Radioactivity is something which frightens most people, with thoughts of nuclear bombs and the horrible illnesses suffered by those exposed to the resulting radiation. But in small amounts radioactivity is harmless and is part of everyday life. Being inside a tall building exposes us to tiny amounts.
In the medical specialty of nuclear medicine, radioactivity provides a useful tool in the diagnosis and treatment of many diseases.
Many different materials emit small amounts of energy in the form of radiation and this can be used to take a ‘picture’ of various parts of the body. After injection of a radioactive substance, a special camera is used to take a picture of the gamma rays which are present in the body for a short time afterwards. This process is usually called scanning.
The most common use of nuclear medicine is the bone scan, which can show up fractures (breaks) which may not be visible on normal X-rays. This test is also very useful in certain types of cancer (particularly prostate and breast cancers) to see if there has been any spread to bone. Bone scans are also useful in detecting arthritis and infection (osteomyelitis). The latter is important in children where early diagnosis is very important.
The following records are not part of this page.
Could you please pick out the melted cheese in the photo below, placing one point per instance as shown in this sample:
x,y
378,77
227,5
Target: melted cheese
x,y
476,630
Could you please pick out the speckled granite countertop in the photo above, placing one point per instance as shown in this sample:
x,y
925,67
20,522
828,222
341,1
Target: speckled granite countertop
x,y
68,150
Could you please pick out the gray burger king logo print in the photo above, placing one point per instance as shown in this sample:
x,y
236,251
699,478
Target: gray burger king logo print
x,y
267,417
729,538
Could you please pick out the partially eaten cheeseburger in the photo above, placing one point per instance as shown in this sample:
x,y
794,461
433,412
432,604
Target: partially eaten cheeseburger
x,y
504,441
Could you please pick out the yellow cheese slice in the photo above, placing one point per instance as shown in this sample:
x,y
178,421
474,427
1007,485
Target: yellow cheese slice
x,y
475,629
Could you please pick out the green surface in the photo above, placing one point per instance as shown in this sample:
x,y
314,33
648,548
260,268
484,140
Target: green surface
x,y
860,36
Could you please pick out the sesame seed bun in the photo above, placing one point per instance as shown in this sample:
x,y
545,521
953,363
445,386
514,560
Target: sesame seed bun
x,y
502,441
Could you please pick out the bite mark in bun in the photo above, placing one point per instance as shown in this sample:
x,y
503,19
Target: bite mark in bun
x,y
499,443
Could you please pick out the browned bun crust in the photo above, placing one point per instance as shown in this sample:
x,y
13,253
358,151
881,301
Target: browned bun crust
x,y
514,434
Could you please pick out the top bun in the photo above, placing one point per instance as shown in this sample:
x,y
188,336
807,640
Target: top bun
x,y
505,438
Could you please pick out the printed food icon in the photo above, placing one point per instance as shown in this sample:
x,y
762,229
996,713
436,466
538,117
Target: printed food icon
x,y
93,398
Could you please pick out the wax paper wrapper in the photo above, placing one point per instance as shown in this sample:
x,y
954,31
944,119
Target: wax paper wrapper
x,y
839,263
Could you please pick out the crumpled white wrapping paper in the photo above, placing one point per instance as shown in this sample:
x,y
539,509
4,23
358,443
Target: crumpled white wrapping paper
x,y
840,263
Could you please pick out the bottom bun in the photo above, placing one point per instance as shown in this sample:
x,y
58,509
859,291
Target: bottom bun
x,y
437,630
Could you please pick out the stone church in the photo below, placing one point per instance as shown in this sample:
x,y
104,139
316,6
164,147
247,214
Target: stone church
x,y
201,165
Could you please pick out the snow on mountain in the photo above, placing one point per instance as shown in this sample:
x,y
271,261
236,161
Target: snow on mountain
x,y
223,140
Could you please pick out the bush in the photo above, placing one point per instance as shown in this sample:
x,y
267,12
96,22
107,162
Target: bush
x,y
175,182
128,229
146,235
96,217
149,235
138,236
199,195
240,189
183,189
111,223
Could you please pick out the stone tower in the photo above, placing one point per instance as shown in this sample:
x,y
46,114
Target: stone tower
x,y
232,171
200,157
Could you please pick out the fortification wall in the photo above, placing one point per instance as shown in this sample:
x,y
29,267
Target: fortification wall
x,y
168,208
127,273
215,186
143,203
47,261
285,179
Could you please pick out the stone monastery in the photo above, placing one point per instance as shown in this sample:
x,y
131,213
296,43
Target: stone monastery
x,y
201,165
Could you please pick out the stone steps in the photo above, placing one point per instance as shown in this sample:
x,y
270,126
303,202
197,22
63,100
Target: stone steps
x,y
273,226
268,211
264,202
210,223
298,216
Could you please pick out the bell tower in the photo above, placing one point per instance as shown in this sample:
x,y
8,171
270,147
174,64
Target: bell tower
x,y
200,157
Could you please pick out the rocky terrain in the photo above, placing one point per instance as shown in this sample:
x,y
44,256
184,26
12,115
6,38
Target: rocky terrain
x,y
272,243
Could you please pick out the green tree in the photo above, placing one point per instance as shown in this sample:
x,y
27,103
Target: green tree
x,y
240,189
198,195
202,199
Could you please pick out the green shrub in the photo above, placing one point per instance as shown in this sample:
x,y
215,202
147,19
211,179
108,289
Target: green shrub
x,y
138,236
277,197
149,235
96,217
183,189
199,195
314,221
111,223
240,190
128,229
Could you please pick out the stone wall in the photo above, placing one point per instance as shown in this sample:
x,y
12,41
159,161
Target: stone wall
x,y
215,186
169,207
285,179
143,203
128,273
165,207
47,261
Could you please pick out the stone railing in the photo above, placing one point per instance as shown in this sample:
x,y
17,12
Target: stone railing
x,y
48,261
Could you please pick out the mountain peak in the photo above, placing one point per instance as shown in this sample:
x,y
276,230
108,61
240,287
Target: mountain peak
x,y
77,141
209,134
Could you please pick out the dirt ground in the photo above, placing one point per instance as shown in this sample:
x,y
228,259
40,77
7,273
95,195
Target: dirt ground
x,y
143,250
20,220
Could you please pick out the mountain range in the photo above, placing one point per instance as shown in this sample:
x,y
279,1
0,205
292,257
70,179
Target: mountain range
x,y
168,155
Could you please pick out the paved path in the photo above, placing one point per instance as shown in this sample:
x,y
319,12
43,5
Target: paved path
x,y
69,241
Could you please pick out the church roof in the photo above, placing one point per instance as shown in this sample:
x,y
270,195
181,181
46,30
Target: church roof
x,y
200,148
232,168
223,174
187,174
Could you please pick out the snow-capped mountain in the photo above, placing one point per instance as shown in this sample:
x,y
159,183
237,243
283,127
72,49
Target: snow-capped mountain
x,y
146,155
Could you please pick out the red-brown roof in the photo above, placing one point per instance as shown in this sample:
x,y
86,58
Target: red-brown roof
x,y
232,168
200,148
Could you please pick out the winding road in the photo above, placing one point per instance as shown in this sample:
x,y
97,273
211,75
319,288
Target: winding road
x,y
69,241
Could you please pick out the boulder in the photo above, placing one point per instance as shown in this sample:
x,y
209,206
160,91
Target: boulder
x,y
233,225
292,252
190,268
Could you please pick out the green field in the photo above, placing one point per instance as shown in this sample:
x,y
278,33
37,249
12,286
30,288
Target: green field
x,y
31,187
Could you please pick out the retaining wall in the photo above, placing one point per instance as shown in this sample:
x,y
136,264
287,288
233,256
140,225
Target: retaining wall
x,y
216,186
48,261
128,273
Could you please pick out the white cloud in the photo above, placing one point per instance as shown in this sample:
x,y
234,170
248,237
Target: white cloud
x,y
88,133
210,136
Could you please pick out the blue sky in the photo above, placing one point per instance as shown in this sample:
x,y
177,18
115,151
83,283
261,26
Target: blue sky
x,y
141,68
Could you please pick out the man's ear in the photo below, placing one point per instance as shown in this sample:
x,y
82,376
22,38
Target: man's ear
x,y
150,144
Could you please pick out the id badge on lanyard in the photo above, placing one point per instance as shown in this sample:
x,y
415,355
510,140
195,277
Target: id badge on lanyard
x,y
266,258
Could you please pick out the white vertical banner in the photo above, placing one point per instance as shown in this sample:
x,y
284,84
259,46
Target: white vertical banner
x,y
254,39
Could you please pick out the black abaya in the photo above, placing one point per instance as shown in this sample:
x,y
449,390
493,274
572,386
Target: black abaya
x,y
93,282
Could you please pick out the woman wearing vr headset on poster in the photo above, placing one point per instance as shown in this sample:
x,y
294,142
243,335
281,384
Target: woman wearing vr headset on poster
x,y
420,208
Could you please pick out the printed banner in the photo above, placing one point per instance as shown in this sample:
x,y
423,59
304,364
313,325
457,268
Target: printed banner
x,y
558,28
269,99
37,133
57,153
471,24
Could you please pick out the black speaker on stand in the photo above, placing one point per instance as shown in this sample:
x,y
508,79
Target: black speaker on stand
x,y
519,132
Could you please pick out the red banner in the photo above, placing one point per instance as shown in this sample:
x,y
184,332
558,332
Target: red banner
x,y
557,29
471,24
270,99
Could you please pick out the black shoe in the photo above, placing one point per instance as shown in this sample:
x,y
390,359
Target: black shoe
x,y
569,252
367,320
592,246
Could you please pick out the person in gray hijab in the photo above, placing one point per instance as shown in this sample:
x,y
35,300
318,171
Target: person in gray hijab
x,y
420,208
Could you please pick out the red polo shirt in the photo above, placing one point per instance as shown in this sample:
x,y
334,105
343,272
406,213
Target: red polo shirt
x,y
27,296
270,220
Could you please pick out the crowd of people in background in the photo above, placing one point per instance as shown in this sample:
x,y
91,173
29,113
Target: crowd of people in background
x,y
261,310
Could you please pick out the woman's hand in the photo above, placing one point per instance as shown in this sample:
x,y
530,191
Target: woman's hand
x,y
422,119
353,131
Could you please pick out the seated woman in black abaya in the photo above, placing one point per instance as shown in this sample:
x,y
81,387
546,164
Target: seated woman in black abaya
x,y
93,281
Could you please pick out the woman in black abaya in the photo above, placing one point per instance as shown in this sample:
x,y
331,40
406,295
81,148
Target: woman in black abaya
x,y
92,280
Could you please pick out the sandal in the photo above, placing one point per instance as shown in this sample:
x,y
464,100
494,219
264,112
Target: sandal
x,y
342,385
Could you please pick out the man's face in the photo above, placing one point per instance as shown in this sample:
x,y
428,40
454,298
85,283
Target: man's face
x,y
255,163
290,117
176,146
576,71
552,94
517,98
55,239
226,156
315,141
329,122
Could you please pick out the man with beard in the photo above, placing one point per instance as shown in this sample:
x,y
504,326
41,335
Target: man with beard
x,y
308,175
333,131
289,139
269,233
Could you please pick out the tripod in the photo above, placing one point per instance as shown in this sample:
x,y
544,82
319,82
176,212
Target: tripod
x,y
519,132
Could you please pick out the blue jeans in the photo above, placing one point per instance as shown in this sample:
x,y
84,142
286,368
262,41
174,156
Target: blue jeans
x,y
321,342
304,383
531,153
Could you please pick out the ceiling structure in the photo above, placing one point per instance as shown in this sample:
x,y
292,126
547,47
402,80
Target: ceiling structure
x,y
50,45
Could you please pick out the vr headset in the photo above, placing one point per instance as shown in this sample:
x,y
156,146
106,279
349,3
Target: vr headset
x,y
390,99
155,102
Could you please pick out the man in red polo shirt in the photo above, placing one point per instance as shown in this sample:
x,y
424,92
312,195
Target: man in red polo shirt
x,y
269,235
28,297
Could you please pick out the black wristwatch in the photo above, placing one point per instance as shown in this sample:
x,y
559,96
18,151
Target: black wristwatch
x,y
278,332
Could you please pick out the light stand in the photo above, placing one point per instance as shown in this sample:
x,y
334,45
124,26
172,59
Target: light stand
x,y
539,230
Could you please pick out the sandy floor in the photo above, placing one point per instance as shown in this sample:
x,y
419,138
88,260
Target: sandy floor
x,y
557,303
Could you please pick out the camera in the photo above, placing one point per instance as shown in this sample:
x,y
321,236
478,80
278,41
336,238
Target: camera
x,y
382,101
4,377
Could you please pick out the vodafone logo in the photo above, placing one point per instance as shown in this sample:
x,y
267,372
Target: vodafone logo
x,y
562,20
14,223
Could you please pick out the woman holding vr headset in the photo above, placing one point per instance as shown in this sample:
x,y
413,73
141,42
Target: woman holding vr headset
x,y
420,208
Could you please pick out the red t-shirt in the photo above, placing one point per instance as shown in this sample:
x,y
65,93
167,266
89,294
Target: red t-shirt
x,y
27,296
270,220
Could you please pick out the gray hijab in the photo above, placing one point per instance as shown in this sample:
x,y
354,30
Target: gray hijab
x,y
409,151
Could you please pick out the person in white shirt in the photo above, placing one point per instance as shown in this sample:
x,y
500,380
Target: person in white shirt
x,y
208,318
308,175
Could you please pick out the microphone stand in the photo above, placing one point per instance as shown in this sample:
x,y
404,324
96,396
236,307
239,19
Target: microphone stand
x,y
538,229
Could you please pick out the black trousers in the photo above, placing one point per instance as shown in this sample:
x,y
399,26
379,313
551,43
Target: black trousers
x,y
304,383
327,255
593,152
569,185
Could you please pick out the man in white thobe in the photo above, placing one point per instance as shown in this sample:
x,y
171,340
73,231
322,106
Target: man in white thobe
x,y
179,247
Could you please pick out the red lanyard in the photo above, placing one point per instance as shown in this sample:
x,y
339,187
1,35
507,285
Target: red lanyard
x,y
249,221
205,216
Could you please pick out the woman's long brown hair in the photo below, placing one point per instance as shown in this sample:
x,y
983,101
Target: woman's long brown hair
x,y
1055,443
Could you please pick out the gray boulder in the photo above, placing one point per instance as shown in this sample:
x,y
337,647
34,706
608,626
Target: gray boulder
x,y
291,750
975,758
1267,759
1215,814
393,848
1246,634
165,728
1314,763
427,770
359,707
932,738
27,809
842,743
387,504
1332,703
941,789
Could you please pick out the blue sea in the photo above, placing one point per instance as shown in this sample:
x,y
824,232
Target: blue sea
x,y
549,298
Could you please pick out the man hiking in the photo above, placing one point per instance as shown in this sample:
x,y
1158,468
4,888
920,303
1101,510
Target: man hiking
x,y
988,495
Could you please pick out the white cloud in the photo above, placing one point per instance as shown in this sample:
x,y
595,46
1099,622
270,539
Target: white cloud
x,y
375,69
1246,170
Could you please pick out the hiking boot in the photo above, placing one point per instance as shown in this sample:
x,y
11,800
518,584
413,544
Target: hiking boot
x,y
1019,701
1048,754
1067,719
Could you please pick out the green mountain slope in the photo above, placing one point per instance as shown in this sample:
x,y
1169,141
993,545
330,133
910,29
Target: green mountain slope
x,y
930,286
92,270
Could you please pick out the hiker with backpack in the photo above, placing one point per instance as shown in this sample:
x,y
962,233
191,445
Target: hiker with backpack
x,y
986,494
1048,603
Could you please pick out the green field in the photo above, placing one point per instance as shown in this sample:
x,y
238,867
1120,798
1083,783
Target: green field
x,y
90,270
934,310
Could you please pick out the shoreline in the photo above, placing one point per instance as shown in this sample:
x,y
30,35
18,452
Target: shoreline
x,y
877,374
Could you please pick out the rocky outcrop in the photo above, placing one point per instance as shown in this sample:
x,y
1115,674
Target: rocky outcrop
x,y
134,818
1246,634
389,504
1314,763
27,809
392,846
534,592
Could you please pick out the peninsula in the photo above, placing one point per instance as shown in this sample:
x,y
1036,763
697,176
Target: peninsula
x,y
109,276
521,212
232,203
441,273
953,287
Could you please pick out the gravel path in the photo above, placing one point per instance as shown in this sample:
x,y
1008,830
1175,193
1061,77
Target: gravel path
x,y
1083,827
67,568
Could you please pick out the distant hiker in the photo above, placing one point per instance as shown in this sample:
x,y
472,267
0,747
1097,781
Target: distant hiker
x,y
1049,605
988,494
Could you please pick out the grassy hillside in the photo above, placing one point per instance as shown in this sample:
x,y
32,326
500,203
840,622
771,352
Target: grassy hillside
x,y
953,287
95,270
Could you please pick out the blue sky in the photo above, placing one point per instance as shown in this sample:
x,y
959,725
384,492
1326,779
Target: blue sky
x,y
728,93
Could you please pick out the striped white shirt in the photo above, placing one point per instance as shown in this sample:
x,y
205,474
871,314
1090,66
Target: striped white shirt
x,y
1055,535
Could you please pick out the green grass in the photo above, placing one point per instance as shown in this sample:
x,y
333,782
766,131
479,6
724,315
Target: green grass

Nuclear scanning is probably the best way to detect blood clots in the lungs (emboli). This potentially lethal condition can occur after surgery and an emergency scan may be necessary to allow treatment to commence as soon as possible.
Blood flow to heart muscles can be studied through radioactive scanning and this may be very useful in suspected heart attacks and the diagnosis of chest pains.
Treatment using radioactive materials is also possible, particularly in cases of thyroid cancer, fluid in joints and also for pain from widespread deposits of cancer.
The most common question asked by patients when told they need to have a radioactive scan is: ‘will I glow in the dark?’. The answer is no. Nuclear medicine is very safe with little, if any, discomfort or side effects. The process may take a little longer than having an X-ray, but it's no more uncomfortable.